# Movie Maker Doesn't Save Movies



## marvin_gurl (Jul 31, 2012)

I use Windows Movie Maker 2.6 to make less than five minute videos, but when I try to save it to my computer, it gives a warning message saying 'Windows Movie Maker cannot save the movie to the specified location. Verify that the original source files in your movie are still available, that the saving location is still available, that there is enough disk space, and try again." I haven't changed anything in the original files, I've tried almost every location on my computer to save it, and I know I have more than enough space. Does it have anything to do with my videos being downloaded? I've tried saving the same videos I use in Movie Maker on other forms of movie editors and the same sort of message pops up, so if it is my videos what can I do to make them save?


----------



## zuluclayman (Dec 16, 2005)

How much free space do you have on your hard drive(s) - this error message is a generic message and doesn't always mean that the links have been broken to the source files.
If you have little space left on your hard drive(s) WMM can't complete the render process and throws up this error message.

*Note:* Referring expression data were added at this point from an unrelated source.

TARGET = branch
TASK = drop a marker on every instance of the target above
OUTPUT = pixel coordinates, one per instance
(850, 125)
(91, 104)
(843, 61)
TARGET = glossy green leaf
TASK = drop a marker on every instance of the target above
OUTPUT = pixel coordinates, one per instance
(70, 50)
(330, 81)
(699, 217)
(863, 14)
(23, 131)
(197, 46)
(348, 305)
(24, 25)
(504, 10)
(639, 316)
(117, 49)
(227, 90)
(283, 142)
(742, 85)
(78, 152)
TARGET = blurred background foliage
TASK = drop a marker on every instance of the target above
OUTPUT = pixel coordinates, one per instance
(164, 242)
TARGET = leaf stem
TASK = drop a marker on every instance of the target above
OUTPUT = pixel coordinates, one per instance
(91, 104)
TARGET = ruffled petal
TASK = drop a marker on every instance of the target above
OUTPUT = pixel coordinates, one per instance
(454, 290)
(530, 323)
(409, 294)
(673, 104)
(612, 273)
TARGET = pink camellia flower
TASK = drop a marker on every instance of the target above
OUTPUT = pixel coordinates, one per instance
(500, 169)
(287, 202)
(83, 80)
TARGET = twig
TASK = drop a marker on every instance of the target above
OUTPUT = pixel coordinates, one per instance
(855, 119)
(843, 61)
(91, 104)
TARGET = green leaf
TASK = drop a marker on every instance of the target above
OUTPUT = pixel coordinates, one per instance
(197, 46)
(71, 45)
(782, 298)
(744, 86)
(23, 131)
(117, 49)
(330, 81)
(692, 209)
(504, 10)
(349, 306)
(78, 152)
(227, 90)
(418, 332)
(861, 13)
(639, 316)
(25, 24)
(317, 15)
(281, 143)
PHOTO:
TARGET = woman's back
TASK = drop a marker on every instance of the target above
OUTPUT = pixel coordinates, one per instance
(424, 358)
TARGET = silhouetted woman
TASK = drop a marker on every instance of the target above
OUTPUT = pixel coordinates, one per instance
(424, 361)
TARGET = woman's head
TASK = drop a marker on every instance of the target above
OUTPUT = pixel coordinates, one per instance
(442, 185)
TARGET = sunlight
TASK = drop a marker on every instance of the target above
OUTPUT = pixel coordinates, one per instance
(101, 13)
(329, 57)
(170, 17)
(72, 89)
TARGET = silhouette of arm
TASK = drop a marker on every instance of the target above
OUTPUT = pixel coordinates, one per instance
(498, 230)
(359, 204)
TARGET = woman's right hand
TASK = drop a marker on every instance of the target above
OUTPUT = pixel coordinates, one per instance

If there is a codec conflict WMM throws up this error message - check these:
do you have inserted audio? If so is it in mp3 format?
What are the source files from and what format are they?

It may be worth throwing your files through a converter like Format Factory before editing.

To find out which clip is the offending one you can use a process of elimination - take one clip at at time from the timeline, try rendering, if it doesn't render then the offending clip is still there so take another until it renders - the last clip you took away is the culprit - convert it, import it and try again.


----------



## marvin_gurl (Jul 31, 2012)

I have 497 GB of free space out of 582 GB on my Hard Drive, and in my videos I do have audio in mp3 format. 
I had to put my video files through a video converter in the first place to get them to work in Movie Maker.
I took one clip at a time out of my timeline, but it seemed there was no specific file that stopped it from saving. It isn't just these files that I have trouble with saving on Movie Maker, but all of my video files that I've downloaded.


----------



## zuluclayman (Dec 16, 2005)

Did you convert the audio? - there are some types of mp3 that WMM does not like. 
mp3 is just a file container - the problem lies with the codec that is used to compress the file - sometimes just trying different converters will allow the file to render properly.
To test - take the audio out and see if it renders, if it does it is the audio giving you problems.


----------



## marvin_gurl (Jul 31, 2012)

I took the audio out when I was taking out my video clips too and it still wouldn't save.


----------